The recently released United Nations Economic and Social Commission for Asia and the Pacific (UNESCAP) report said that “Pakistan’s economy has been affected not just by the global economic crisis but also by the declining security situation and intensification of conflict linked to terrorism.”
The global economic crisis, combined with the escalated war on terror at its doorstep, sent Pakistan back to IMF in November 2008.
This, in spite of the fact that till August 2008, the US had given $7.89 billion in military assistance and $3.1 billion in economic and developmental assistance to Pakistan. The US International Affairs Budget stated this number would reach $1.6 billion this year. The Defence Department suggests another $700 million in “security force support”.

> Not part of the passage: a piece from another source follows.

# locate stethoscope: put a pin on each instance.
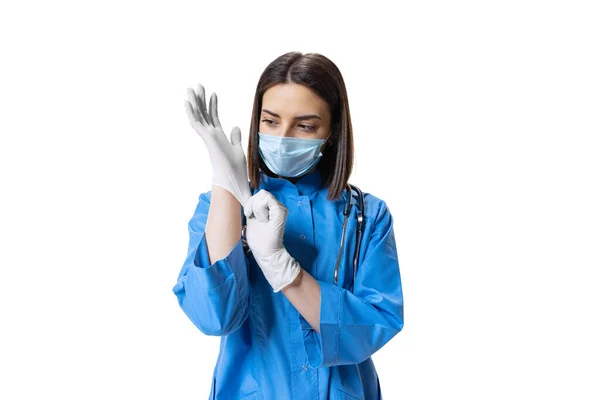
(360, 216)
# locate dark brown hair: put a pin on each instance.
(321, 75)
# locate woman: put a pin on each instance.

After partition, Pakistan was one of the few countries in the world that had an average growth rate of 5 per cent over a period of four decades, often growing faster than India. This was not only above the global average, it made Pakistan a model for growth during the 1960s — in fact, South Korea mimicked Pakistan’s second five -year Plan (1960-1965).
In the 1990s, due to the combination of poor economic governance by the Pakistan People’s Party (PPP) and the Pakistan Muslim League (Nawaz) [PML (N)] rulers, a severe drought and increased defence spending, Pakistan’s growth rate slowed to an average of 4 per cent.
While Benazir Bhutto and Nawaz Sharif attempted to place emphasis on the role of the private sector and liberal reforms in the 1990s, these were largely poorly implemented.
The Asian Development Bank has said that “Pakistan’s economic prospects over the next two years are predicated on a successful completion of its IMF programme; a gradual improvement in the security and energy situations; and sustained implementation of fiscal reforms along with political stability.”
The lessons that Pakistan learns from its economic collapse remain to be seen. Given that improved relations with India under Musharraf resulted in a stronger economic performance, will Pakistan overcome its security-based obsession with India and turn back to fostering stronger trade relations with its resilient neighbour?